Excerpt from Ways Women Orgasm (ISBN 978-0956-894700)

9 COMMENTS

  1. I know what Os are because I masturbated on my clit to O for a good 3 years before I ever had sex. The urethral sponge & areas around the cervix aren’t inert. If my orgasms aren’t “real” they’re something that feels better. The build-up & response from stimulating my cervix is the same as w my clit but consistently stronger. I’ve done enough exploring to know that my convulsions, contractions, oxytocin rush, and near black-out bliss is real!

  2. Thanks for commenting. All internal organs of the body are without sensation. But enjoy what you can! Orgasm is not just physical stimulation. Orgasm is a response to eroticism in the brain – anything else is just physical or sensual sensations. Orgasm is achieved by a massaging of the sex organ. Banging against even the clitoris is not going to work.

  3. I’m well aware what an orgasm is, and I’m saying I have distinct climaxes from cervical stimulation. I can achieve orgasms from pressure against my cervix and/or from my clitoris. People are built differently.
    The response affects my mind & body, but I guess you believe other women are incapable of recognizing their own O’s, huh? I know I have orgasms because I’ve experienced all sorts of different genital stimulation and different responses

  4. Then I’m going to keep having “just” physical sensations from my cervix that are far stronger than my clitoral orgasms Yes, there’s stimulation and sensation in my cervix for a period of time, a build-up, plateau, peak, and resolution.
    Slow, gentle sensations touching me, building up & getting more intense, or hearing a sexy voice, or seeing something sexy. And yes, all of that is indeed a response to eroticism.

  5. Except I did say that I get turned on in response to genital touch, and a variety of other things.
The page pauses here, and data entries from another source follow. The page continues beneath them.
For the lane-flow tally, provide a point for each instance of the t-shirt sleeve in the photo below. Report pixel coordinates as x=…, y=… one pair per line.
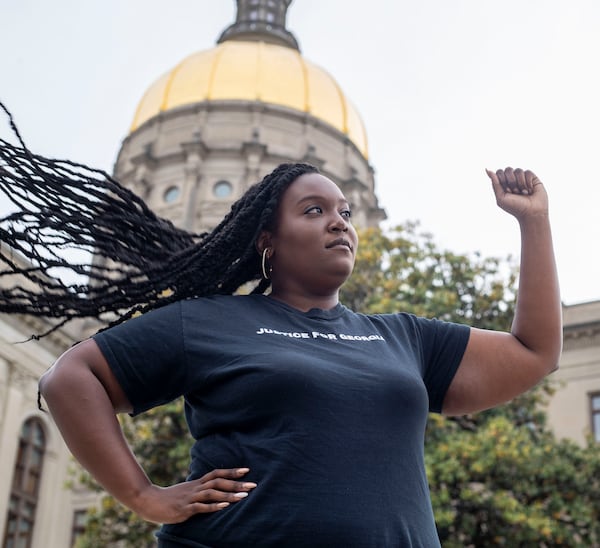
x=147, y=356
x=443, y=346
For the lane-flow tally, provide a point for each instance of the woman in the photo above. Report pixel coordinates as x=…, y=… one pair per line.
x=308, y=418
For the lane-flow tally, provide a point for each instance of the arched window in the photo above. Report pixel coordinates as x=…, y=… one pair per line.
x=25, y=486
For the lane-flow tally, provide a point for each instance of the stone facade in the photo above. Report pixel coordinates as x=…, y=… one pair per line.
x=578, y=377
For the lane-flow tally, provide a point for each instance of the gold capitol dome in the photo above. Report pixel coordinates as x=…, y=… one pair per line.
x=256, y=59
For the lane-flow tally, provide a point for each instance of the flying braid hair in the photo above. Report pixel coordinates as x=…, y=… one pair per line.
x=140, y=261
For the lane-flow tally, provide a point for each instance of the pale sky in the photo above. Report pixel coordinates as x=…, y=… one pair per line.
x=445, y=88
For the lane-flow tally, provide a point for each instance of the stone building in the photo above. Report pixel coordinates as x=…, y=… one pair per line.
x=574, y=410
x=202, y=133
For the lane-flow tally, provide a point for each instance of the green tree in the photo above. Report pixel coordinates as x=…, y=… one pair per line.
x=497, y=477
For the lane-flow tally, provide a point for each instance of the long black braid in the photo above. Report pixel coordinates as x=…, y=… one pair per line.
x=140, y=261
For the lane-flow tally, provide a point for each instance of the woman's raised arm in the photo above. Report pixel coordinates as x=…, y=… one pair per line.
x=496, y=366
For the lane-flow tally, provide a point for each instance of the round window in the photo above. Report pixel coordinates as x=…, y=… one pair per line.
x=171, y=194
x=222, y=189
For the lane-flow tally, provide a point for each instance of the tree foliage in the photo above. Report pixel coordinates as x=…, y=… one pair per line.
x=498, y=478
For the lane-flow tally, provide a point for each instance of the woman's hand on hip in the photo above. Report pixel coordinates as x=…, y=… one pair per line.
x=213, y=492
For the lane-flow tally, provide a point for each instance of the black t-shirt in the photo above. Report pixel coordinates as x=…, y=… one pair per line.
x=327, y=408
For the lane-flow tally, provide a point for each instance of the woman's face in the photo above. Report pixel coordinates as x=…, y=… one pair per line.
x=314, y=243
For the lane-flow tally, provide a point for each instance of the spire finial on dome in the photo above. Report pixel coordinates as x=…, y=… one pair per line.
x=261, y=20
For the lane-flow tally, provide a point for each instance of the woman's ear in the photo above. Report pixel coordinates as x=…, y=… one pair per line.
x=263, y=241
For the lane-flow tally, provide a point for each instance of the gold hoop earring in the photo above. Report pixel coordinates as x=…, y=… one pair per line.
x=263, y=264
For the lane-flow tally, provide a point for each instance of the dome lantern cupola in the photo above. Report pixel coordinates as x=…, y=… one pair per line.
x=223, y=117
x=261, y=21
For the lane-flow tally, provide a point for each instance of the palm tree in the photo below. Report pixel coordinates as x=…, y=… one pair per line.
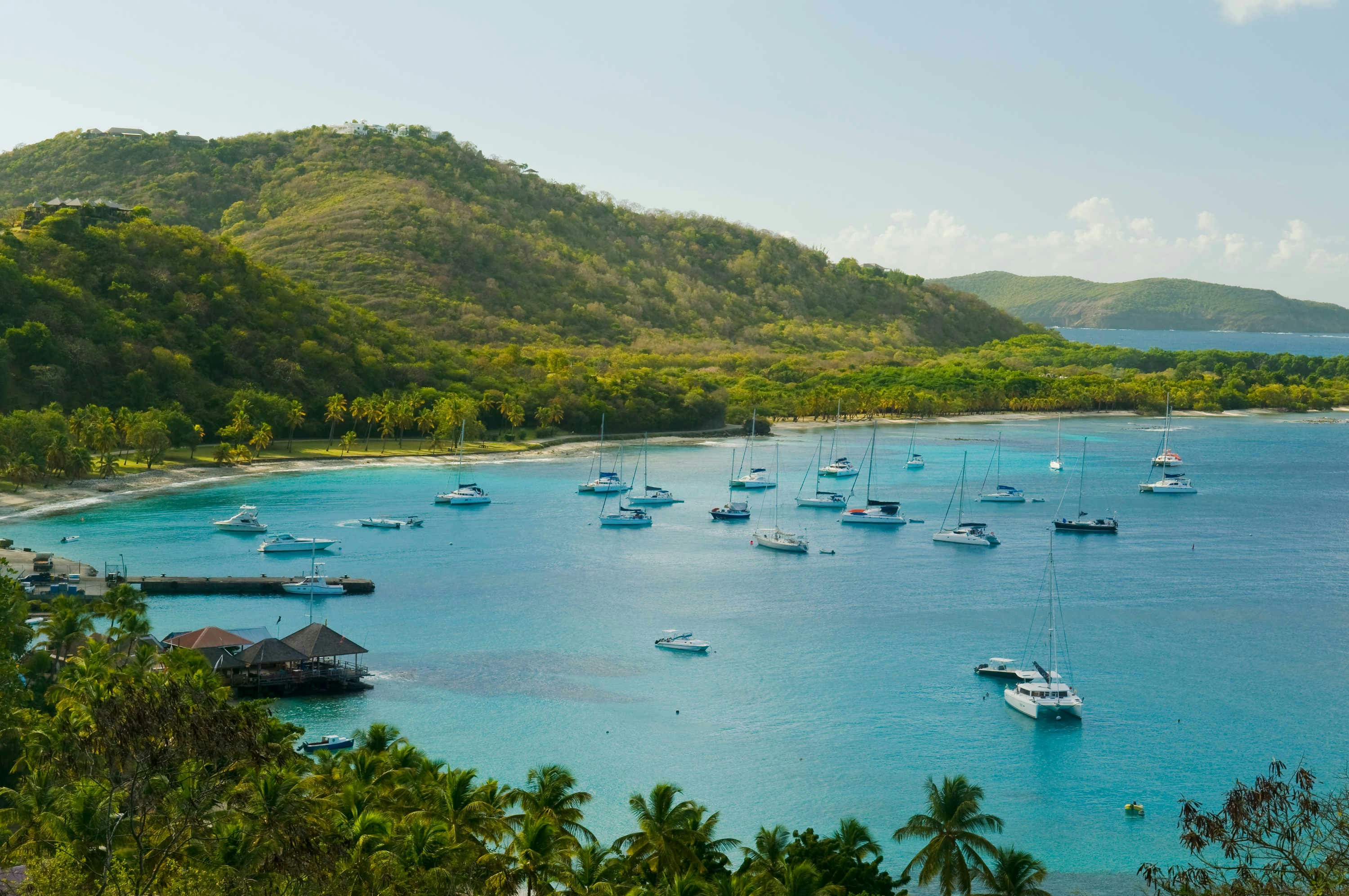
x=954, y=828
x=335, y=410
x=295, y=417
x=1015, y=874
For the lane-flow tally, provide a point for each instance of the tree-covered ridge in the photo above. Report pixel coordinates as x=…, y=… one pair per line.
x=465, y=247
x=1158, y=303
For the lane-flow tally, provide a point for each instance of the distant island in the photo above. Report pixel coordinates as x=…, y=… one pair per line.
x=1158, y=303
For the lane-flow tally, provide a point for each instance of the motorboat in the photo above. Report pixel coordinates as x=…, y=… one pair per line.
x=970, y=534
x=997, y=667
x=777, y=540
x=1000, y=495
x=1171, y=484
x=331, y=743
x=465, y=493
x=288, y=543
x=686, y=642
x=243, y=522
The erotic and the emotional aren’t mutually exclusive. My body can get turned on in response to my mind getting turned on. Intercourse can focus on the orgasm of either or both parties. It can FOCUS on one party and still induce orgasm in the other.

  6. Good luck with that. If it works for you then great. It’s just it’s not a logical or reasonable explanation for orgasm. Emotional is emotional. Erotic is erotic. Eroticism involves genitals, responses etc. not the sound of a lover’s voice. Intercourse can be arousing for the receiver but it focuses on the orgasm of the penetrator. Homosexuals can confirm!
    You have no control over the stimulation provided by intercourse. Intercourse begins with male arousal (erection) & ends with male orgasm (ejaculation). A woman cannot orgasm within 2 mins! To orgasm you must have control over the stimulation & once you have an orgasm it’s preferable that stimulation ceases… Have you tried asking him to stop when you’re done or asking him to continue when you’re not there yet? It doesn’t work…

  7. I can and I have. People have different experiences than you. I have control over stimulation provided by intercourse when I’m on top or when I tell him how to thrust.
    I have told him to continue when I was close, to stop when I’m done. It works. Didn’t O from intercourse until I slept w a guy w a long enough penis to stimulate my cervix. People are made in different ways. I’m not going to say any more!